Baked Raspberry Cheesecake
Baked Raspberry Cheesecake

Baked Raspberry Cheesecake

PREP: 20 mins
COOK: 2 hours
Bit Tricky
Serves: 12

If you’ve never tried a baked cheesecake and think it’s tricky – then this is the recipe for you! Simple and so delicious we think this is our best baked cheesecake yet!

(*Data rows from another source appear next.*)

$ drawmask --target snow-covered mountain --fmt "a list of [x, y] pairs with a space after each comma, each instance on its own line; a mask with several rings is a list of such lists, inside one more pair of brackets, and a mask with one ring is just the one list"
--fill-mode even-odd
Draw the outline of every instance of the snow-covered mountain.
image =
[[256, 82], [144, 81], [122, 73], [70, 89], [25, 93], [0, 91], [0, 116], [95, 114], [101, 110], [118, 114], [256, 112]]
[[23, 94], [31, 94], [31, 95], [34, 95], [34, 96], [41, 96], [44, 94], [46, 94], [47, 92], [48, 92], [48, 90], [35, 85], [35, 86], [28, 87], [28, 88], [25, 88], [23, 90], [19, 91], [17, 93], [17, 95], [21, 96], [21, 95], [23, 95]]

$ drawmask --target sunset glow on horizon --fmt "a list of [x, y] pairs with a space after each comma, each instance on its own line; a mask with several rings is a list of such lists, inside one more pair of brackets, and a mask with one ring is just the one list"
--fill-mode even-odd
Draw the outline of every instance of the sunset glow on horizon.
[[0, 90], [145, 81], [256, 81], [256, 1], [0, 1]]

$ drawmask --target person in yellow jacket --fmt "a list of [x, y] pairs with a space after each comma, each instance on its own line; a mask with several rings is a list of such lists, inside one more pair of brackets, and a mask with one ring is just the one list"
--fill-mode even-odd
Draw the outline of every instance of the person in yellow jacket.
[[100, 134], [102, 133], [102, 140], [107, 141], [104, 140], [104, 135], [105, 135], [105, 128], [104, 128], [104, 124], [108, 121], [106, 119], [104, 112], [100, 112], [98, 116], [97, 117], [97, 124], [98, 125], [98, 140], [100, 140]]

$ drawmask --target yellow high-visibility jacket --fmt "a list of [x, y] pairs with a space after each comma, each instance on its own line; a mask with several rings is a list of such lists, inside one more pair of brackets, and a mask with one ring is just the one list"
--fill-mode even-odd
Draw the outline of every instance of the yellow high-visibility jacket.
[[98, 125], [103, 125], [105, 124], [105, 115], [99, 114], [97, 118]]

Baked Raspberry Cheesecake
Such a simple summer dessert - so quick and easy to make with the creaminess of Carnation combined with fresh picked raspberries!
Catminkimoo 

Light digestive biscuits, crushed

175g

Baking spread*, melted

55g

Light cream cheese

500g

Eggs

3

Half fat creme fraiche

150ml

Vanilla extract

1tbsp

Raspberries

300g

Icing sugar

1tbsp

*Recipe is based on 70% fat buttery baking spread.

You will also need…

20cm spring-form cake tin.

Step 1 of 5

Preheat the oven to 180°C, (160°C for fan ovens), Gas Mark 4. Double wrap the outside of the cake tin in foil.

Step 2 of 5

Mix together the crushed biscuits and melted baking spread. Press into the base of the tin and chill for 10 minutes.

Step 3 of 5

Beat the cream cheese until soft in a food processor (or with an electric hand mixer). Gradually add the condensed milk and then add eggs, half fat crème fraiche and vanilla. Beat until very smooth. Gently pour the mixture over the set biscuit base. Scatter in half the raspberries (150g).

Step 4 of 5

Sit the cheesecake in a roasting tin. Pour very hot water into the roasting tin to come halfway up the sides of the cake tin. Bake in the centre of the oven for 1 hour. Turn off the oven, without opening the door, and leave for 1 hour to set. Cool and then chill for 4 hours or overnight. Remove from the tin and place on a serving plate. 

Step 5 of 5

To serve: Keep a handful of the remaining raspberries to decorate and tip the rest into a small pan with 1tbsp icing sugar and 1tbsp water. Mash the raspberries with a fork, bring to the boil then pass through a sieve to remove the seeds. Serve the cheesecake with the sauce and remaining raspberries.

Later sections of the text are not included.